The Rev. Tari Stage-Harvey is pastor at Shepherd of the Valley Lutheran Church. (Courtesy Photo)

The Rev. Tari Stage-Harvey is pastor at Shepherd of the Valley Lutheran Church. (Courtesy Photo)

“The last shall be first and the first shall be last.”

Jesus says something like this close to a dozen times, so that’s a signal to me as a preacher to pay attention.

I think he means it.

I invite the church to clearly state:

Black lives matter,

LGBTQ lives matter,

Native lives matter,

Women’s lives matter,

Disabled lives matter,

Refugee lives matter,

Poor lives matter.

The church needs to clearly state these lives matter not because they are noble or worth more, but because the state and church have historically and repeatedly deemed them as worth less.

It’s exhausting to reread the history of the Three-Fifths Compromise or the Dred Scott decision where a Supreme Court justice stated that Black people were of “an inferior order, and altogether unfit to associate with the white race …(Black people) had no rights which the white man was bound to respect.”

Church documents are equally as belittling and demeaning in their support of white, landowning men as the ones with authority and worth. I was going to pull out some historical documents, but reading what churches are saying right now became depressing so I stopped.

I know that some of you will be irritated and offended. I’m kind of sorry. I try to be nice. But …

The proclamation that the last shall be first isn’t any more popular now than it was during Jesus’ time.

It’s uncomfortable when you are the ones in first right now. We don’t need to make any proclamation that “White male lives matter” because the state and church have said that clearly for hundreds of years. You are loved; you do matter. There’s really never been any doubt about that so please breathe through the bubbling defensiveness and listen to some other voices for a bit.

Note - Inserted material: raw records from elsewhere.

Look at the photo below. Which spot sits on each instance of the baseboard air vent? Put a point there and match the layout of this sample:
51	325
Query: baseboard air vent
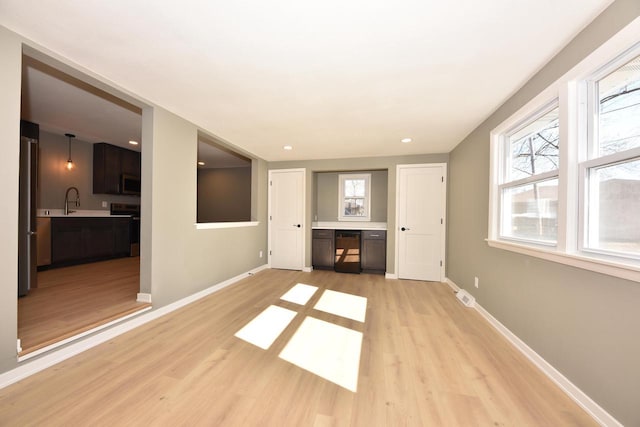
466	298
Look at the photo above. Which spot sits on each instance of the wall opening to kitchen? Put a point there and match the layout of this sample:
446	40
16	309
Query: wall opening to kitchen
224	183
80	176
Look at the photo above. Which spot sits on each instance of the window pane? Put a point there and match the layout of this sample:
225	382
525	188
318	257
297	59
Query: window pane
354	207
531	211
534	148
614	208
619	111
354	187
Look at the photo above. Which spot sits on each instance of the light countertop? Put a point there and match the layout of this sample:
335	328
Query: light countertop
80	213
349	225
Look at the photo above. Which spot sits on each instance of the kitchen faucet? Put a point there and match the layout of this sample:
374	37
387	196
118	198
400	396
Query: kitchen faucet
67	211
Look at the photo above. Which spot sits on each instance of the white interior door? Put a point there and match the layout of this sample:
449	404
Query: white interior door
421	212
286	218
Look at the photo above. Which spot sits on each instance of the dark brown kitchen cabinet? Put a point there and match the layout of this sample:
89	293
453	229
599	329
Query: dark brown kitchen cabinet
84	239
109	164
322	249
374	251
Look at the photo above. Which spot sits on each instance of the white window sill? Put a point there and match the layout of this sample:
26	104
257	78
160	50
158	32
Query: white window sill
611	268
214	225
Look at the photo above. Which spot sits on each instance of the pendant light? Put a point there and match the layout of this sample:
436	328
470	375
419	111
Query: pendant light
69	162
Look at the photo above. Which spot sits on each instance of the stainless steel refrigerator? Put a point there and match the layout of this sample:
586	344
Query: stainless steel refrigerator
27	243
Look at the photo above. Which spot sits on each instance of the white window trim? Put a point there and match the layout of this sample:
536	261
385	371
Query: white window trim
573	164
367	199
214	225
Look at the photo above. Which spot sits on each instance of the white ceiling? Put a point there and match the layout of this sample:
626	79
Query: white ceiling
331	78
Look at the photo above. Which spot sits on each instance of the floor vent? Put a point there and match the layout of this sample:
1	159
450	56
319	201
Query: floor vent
466	298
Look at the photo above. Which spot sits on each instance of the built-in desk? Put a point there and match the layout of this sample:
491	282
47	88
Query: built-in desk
373	245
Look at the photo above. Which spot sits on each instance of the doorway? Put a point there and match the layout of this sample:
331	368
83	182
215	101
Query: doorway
88	273
286	218
421	208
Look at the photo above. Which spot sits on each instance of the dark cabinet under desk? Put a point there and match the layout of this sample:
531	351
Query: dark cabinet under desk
369	250
322	250
374	251
347	251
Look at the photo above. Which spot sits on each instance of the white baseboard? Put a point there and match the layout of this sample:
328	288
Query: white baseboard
451	284
31	367
600	415
144	297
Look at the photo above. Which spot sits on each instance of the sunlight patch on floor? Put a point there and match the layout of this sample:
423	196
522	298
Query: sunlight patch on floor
346	305
327	350
266	327
299	294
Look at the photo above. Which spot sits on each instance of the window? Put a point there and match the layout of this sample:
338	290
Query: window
354	193
611	170
565	169
529	185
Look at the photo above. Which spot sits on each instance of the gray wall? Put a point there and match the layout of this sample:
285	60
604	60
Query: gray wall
184	260
359	164
177	260
585	324
55	178
326	195
10	71
224	195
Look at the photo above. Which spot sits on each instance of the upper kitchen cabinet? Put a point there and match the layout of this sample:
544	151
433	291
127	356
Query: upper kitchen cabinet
112	166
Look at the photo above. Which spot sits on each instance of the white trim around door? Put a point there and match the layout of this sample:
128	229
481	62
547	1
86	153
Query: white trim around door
286	216
420	251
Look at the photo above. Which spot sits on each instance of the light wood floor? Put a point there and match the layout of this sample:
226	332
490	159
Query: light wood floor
426	360
72	300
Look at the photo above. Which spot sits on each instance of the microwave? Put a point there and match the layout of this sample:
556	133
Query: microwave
130	184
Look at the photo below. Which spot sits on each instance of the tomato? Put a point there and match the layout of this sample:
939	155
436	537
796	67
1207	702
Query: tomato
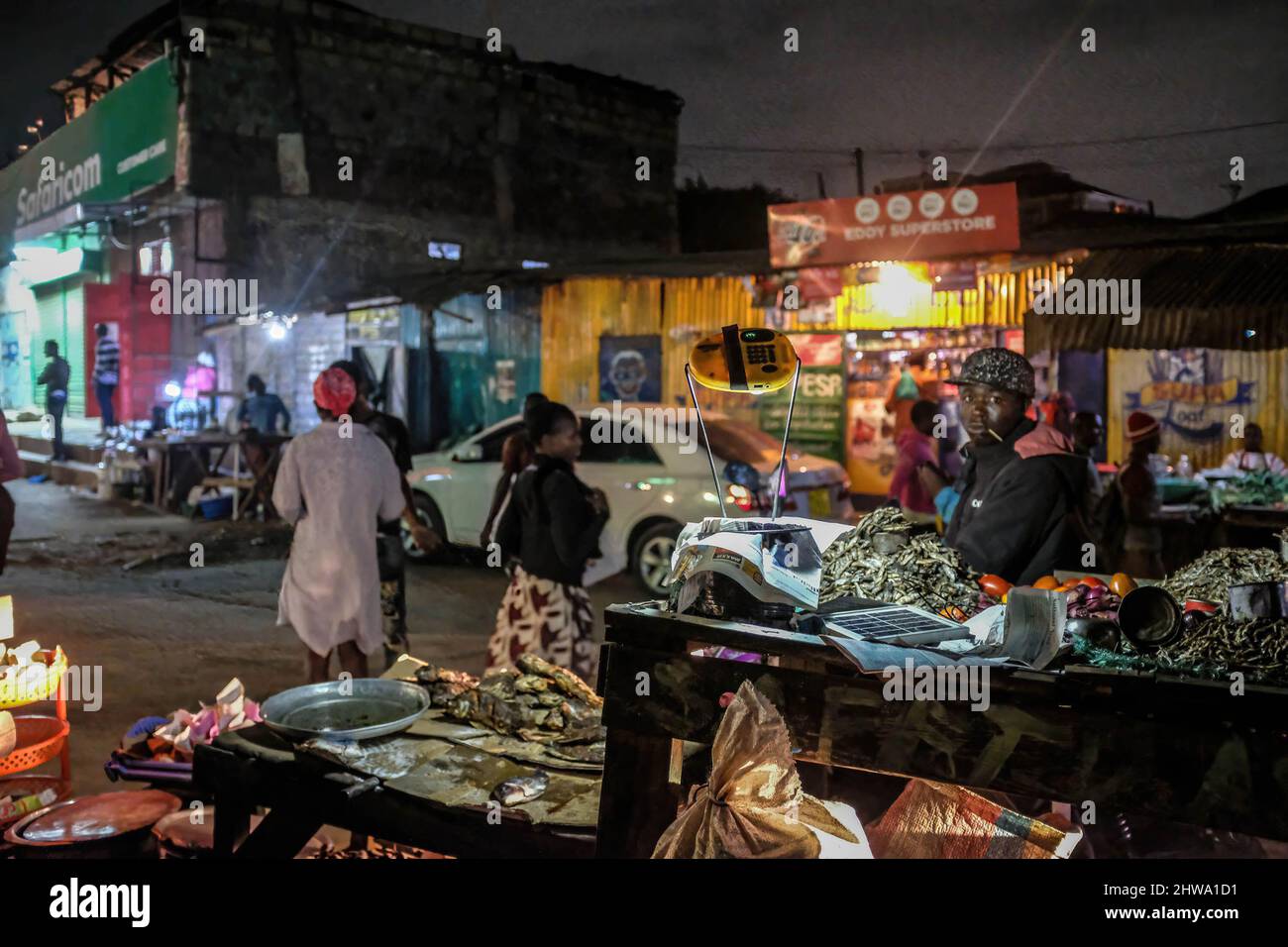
1121	583
996	586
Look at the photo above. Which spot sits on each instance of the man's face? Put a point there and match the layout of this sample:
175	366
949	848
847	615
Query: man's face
984	407
627	376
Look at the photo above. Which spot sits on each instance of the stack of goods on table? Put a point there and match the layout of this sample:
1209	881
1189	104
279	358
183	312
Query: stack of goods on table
1227	611
159	749
883	560
540	702
1225	630
30	674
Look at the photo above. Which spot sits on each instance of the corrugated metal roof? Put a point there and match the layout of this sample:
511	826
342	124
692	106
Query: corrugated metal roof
1189	296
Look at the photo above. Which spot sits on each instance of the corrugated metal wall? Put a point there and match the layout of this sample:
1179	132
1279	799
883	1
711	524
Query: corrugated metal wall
469	341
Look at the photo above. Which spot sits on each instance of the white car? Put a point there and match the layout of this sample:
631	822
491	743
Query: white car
653	488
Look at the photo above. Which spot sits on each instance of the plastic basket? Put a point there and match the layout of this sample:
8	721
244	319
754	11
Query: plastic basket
39	741
37	686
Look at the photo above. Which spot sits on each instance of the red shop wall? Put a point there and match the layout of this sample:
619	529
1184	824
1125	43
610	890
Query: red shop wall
145	339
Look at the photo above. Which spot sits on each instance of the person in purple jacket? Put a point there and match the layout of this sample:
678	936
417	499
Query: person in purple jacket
11	470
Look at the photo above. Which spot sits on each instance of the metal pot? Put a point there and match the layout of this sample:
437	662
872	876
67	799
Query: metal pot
1258	600
1149	617
112	825
888	543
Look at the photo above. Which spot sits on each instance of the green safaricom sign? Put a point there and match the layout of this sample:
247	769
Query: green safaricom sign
124	144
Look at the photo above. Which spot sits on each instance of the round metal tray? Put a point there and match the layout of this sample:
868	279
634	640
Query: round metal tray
357	709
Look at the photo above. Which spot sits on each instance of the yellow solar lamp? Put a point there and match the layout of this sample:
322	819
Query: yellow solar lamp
754	361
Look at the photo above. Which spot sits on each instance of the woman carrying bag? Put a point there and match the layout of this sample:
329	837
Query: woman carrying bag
552	526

Here’s the fun and wonderful news of God’s kingdom — it’s not a hierarchy.

The vision of God’s kingdom is communion, so first and last are absorbed in the circle of saints. We get to follow Jesus to the fringes, to those places where people feel discarded, and break bread together, listen, feel uncomfortable and learn to love. All of us do matter, but some need to hear it a little louder over all the voices saying they don’t.